#CCPinCEE | Chinese influence in North Macedonia

In 2018, the 16/17+1 Coordination Center for Cultural Cooperation was established at the Ministry of Culture of North Macedonia. Despite its name, its activities (quite limited, for now) do not extend to any of the other countries of Central and Eastern Europe, but only to Chinese culture, aimed at strengthening Chinese soft power via events such as piano recitals, concerts and plays.

Until the outbreak of the pandemic, the Chinese government regularly organized training trips for civil servants and occasionally companies, universities and journalists. The trainings focus on economic topics, such as trade, investment and tourism, and show China’s economic advancement and technological prowess, as well as its governance model, heritage, culture and gastronomy. Although relatively few people have taken part in these trips, it is a select group who tend to be current or future decision makers and return home deeply impressed.

In granting development aid, China often emphasizes that the funds are a sign of the traditional friendship between the two countries, paid without conditions. This is a subtle nudge towards Western donors, particularly the EU, which conditions its aid on political and economic reforms. Moreover, Chinese-funded projects are typically highly visible social and transportation infrastructure and amenities, such as schools, highways, and medical equipment, while Western donors have recently shifted their focus primarily to soft” and political reforms.

Development aid can also become a powerful means of coercion. For example, after North Macedonia’s decision to join the US-led Clean Network Initiative, China strategically suspended a Huawei grant-funded project to build an online education network ahead of expansion. of the network of the capital to the whole of the territory. Furthermore, a loan agreement with the Export-Import Bank of China for a highway project allows China to unilaterally terminate the project agreement and demand immediate reimbursement if it considers that a policy pursued by the North Macedonia is not in line with its interests. This is a standard clause in most Chinese loan agreements which has not been triggered so far. But, arguably, in recent years China has become more assertive, perhaps making this clause much less hypothetical in the future.

China’s COVID-19 aid to North Macedonia at the start of the pandemic coincided with the EU’s relatively chaotic handling of the crisis and Brussels’ initial ban on medical equipment exports and slow delivery emergency aid to non-EU countries. Later, Chinese “mask” diplomacy gave way to “vaccine” diplomacy. As North Macedonia struggled to source vaccines from Western manufacturers, China was the first country to supply a significant number of doses.

Meanwhile, influence operations aimed to amplify positive views about China and its role in North Macedonia during the pandemic. The Chinese Embassy, ​​through its official Facebook account and its employees’ private accounts, has shared positive stories about China’s handling of the pandemic. He also sponsored content in mainstream media through opinion pieces featuring official positions of the Communist Party of China and, using opaque language, contributing to confusion about whether equipment received from China was entirely a donation or a purchase. Some of the supposed donations were actually purchases, including Chinese-made ventilators purchased with EU funds.

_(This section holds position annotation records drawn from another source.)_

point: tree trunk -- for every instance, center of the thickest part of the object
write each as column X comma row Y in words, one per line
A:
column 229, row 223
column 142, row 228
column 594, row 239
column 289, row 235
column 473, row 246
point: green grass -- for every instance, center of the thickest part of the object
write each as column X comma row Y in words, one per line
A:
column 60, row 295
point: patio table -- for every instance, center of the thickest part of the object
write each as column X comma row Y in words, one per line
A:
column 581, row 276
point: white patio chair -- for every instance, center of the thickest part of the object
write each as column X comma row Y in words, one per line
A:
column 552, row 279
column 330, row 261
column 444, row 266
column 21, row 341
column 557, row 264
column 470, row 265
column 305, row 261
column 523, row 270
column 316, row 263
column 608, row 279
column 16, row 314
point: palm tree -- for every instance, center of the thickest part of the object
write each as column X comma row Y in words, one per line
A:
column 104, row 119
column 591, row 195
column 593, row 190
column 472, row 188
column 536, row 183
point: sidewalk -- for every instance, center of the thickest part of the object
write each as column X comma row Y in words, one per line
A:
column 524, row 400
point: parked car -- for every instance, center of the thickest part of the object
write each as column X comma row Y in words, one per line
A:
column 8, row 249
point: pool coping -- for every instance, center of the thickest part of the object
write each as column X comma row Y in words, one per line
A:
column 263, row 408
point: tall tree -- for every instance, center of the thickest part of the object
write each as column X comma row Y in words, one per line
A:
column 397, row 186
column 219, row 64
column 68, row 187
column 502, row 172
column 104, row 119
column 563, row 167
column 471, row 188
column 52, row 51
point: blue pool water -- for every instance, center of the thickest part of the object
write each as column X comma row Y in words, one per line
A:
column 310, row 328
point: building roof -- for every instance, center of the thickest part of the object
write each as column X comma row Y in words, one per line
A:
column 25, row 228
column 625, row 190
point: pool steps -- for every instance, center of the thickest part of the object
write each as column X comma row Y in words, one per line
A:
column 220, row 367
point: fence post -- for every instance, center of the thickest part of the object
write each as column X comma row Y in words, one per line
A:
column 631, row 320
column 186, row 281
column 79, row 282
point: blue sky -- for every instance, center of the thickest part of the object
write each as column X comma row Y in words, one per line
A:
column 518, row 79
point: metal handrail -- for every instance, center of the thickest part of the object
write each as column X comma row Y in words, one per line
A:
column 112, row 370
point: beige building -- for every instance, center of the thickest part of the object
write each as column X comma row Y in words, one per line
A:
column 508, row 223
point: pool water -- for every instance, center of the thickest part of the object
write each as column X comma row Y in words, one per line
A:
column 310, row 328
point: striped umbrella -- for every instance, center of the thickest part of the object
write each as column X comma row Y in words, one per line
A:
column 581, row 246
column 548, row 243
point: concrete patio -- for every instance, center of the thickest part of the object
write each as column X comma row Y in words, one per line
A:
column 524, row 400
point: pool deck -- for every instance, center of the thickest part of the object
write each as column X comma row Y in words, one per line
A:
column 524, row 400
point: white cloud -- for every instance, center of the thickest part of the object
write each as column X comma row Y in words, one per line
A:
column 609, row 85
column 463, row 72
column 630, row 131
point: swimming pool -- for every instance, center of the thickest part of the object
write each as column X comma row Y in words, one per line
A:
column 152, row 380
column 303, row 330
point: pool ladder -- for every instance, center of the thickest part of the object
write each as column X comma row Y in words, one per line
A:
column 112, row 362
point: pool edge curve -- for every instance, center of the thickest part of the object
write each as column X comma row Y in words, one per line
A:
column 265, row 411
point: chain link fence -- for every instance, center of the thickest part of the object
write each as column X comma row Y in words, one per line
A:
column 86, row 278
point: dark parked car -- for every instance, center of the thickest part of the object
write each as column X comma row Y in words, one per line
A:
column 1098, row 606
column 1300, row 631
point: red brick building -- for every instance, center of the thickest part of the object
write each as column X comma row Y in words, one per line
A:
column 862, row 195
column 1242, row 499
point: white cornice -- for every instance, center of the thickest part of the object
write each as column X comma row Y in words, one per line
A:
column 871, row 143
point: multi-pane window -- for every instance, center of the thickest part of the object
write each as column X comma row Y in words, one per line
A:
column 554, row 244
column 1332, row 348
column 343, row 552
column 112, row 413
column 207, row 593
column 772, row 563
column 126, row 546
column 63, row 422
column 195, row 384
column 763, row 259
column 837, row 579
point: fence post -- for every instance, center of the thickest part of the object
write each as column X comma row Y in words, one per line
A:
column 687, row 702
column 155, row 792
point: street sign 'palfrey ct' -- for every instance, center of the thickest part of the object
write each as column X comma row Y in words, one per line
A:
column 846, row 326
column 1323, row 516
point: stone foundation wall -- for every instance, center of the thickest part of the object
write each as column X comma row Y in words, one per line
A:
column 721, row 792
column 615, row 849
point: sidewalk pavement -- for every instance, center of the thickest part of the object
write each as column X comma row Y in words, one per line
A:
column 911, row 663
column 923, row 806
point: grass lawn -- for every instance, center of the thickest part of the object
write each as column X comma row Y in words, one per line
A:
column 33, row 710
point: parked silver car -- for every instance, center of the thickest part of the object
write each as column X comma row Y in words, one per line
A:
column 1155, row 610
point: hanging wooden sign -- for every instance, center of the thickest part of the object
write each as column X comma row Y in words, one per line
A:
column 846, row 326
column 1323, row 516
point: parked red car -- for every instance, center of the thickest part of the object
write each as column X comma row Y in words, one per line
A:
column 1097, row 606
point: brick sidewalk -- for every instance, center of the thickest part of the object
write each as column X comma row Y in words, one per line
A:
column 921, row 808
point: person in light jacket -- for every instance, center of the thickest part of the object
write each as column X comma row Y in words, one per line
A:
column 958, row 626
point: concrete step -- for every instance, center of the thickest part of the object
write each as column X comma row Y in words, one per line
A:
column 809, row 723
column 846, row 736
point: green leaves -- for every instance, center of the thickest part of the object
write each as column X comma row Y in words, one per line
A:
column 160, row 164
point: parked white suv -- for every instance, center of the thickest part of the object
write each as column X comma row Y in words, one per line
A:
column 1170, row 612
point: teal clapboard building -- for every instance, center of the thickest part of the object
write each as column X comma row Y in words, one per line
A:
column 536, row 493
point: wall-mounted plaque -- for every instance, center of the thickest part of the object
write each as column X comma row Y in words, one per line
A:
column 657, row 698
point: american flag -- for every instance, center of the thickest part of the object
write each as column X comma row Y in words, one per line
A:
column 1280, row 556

Some internet portals followed a global trend of revising recent history and encouraged speculation about the origin of the virus, as well as China’s constructive role during the pandemic, as opposed, in particular, to the United States. These efforts, which were subtly aimed at undermining the West’s credibility, contribute to China’s approval ratings rising from 25% in 2018 to 39% in 2021, alongside a 5% drop for the EU .

Over the past decade, China has used agreements facilitating access to the Chinese market, visits by Chinese business delegations, pledges by Chinese and Macedonian officials and joint B2B events to create the impression that more cooperation close relationship between the two countries would lead to increased exports to China, investment by Chinese companies and more Chinese tourists to North Macedonia. So far, however, there has been no business investment, the trade deficit has grown and diplomacy has been brazenly transactional, with China calling for the abolition of visas as a precondition for welcoming more than Chinese tourists.